For instance, one approach to providing this technology involves marking the locations of all entities of interest in a template document. For documents that follow the same layout, marked entities may be extracted; however, where there are layout variations or new layouts, the template oftentimes becomes ineffective. In addition, Large Language Models (LLMs) may be used to answer generic questions using optical character recognition (OCR) technology, but do not exploit the two-dimensional layout of a document and/or document appearance.

SUMMARY

Aspects of the disclosed technology may take the form of processes, methods, computing devices and/or computing systems. For example, an aspect of the disclosed technology is a system and/or process that is able to answer a document query as text and also provide the location in an image where the answer text is detected.

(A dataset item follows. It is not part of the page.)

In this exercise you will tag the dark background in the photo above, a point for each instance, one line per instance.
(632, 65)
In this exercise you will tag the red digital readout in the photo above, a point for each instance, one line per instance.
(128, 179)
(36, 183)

For example, the disclosed technology may comprise a process for querying one or more documents. The process includes receiving a document query including a natural language query and information identifying one or more document images; processing the document query in a machine learning model, the machine learning model being trained using language features and vision features for joint learning; and generating an answer based on processing of the document query by the machine learning model, the answer including text and a bounding box indicating a location of the source of the answer.

In accordance with this aspect of the disclosed technology, the language features may be associated with a large language model (LLM). Further in accordance with this aspect of the disclosed technology, the vision features are associated with a large vision model such as a Vision Transformer (ViT).

Further in accordance with this aspect of the disclosed technology, the machine learning model may be based on a unified language-image model, such as for example the PaLI (Pathways Language and Image) model. In some examples, the model may be further pretrained and/or fine-tuned using one or more image-text datasets and tasks. Further, the one or more datasets may include key-value pair data, specific entity data or generic entity data.

Further in accordance with this aspect of the disclosed technology, the language-image model is fine-tuned to predict text in a bounding box. In accordance with the disclosed technology, we refer to this model as a FormPaLI model. The bounding box can be specified by two corner coordinates for an axis-aligned bounding box. In general, it can be any list of polygon vertices.

In accordance with this aspect of the disclosed technology, the FormPaLI model uses machine learning inferences to make predictions on new data. Further, the FormPaLI model uses GPU or TPU inferences.

Further in accordance with this aspect of the disclosed technology, processing may comprise applying optical character recognition (OCR) to the one or more document images. In this regard, processing may also comprise partitioning the one or more document images into different regions. Further, processing may comprise resampling images associated with the different regions.

In accordance with this aspect of the disclosed technology, processing may comprise verifying the answer against optical character recognition (OCR) generated text and one or more location parameters. Further, the location parameters define the bounding box.

In accordance with this aspect of the disclosed technology, the machine learning model may be pretrained by masking spans of optical character recognition (OCR) serialized text and requesting the machine learning model to predict the spans of masked OCR serialized text. Further, the machine learning model may be pretrained by instructing the model to predict the line above, below, to the left and to the right of a given item of text.

In accordance with this aspect of the disclosed technology, the natural language query may comprise written text or an audible question.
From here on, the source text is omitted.